The APOE gene is one of over 20,000 genes that comprise the human genome. Three alleles (or variants) of the APOE gene are common and identified as APOE ∑(sigma) 2, APOE ∑3, and APOE ∑4.
The primary function of the APOE gene in the human body is regulation of lipids through expression of the apolipoprotein, (APOE). APOE expression in the brain is instrumental in regulating the prevention of cellular damage that can lead to Alzheimer’s disease (such as weakening of cellular membranes in the brain, or damage to the blood-brain barrier), and critical to processes that clear out pathologies associated with Alzheimer’s disease, such as accumulation of amyloid-beta protein plaques and tau protein tangles.
Inherited combinations of the three common APOE alleles create differing risks for the onset and progression of Alzheimer’s disease.
Each person inherits two copies of common genes, one each from father and mother.
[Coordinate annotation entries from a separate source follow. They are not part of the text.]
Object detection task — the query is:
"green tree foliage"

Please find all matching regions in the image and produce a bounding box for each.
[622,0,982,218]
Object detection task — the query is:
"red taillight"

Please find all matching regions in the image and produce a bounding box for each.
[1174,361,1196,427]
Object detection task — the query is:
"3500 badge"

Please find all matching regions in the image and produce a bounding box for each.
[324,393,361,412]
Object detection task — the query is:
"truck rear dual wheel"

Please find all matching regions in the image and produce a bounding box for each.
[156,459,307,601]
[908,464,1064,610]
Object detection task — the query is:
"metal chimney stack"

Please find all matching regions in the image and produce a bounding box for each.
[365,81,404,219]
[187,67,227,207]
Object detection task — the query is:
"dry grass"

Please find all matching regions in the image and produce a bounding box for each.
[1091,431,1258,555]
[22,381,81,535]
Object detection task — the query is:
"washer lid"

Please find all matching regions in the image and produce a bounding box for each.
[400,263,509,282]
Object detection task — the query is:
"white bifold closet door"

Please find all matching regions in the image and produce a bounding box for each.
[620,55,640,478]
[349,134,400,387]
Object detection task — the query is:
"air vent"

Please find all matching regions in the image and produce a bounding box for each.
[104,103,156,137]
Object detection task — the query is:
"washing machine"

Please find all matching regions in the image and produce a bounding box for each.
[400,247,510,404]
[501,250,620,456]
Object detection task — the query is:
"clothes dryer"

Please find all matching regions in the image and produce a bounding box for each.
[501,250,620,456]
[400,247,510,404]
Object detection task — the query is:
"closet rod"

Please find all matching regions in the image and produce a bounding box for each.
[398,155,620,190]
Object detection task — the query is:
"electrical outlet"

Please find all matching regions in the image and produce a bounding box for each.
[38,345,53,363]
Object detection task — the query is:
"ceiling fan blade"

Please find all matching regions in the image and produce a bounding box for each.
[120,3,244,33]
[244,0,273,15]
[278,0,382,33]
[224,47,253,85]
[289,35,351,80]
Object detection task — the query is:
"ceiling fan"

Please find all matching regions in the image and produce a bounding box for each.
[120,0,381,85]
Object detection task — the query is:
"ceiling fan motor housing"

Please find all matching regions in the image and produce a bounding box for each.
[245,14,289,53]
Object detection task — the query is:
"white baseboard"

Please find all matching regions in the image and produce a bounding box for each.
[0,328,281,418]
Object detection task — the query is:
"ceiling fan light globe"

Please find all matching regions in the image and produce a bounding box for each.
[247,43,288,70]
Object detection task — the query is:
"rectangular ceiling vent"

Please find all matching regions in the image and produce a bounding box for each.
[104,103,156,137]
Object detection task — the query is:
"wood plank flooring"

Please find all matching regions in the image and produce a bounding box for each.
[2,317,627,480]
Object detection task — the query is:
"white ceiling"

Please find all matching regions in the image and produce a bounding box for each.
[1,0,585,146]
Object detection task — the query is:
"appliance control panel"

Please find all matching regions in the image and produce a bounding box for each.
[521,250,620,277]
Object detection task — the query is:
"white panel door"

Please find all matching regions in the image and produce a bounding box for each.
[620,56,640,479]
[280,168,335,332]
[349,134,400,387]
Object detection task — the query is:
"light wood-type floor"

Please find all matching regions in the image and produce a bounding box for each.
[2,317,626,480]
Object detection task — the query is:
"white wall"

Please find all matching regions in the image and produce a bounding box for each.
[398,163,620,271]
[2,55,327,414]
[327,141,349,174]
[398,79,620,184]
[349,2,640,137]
Varying copy combinations of the APOE gene appear to influence the likelihood that an individual will develop Alzheimer’s disease, and the rate at which the disease will progress.
- The APOE ∑3 allele is by far the most common genetic variant of APOE. Individuals with two copies of APOE ∑3 are thought to have an average risk for development of Alzheimer’s disease. Average lifetime risk of Alzheimer’s disease for adults aged 45 in the U.S. has been estimated at 20 percent for women and 10 percent for men.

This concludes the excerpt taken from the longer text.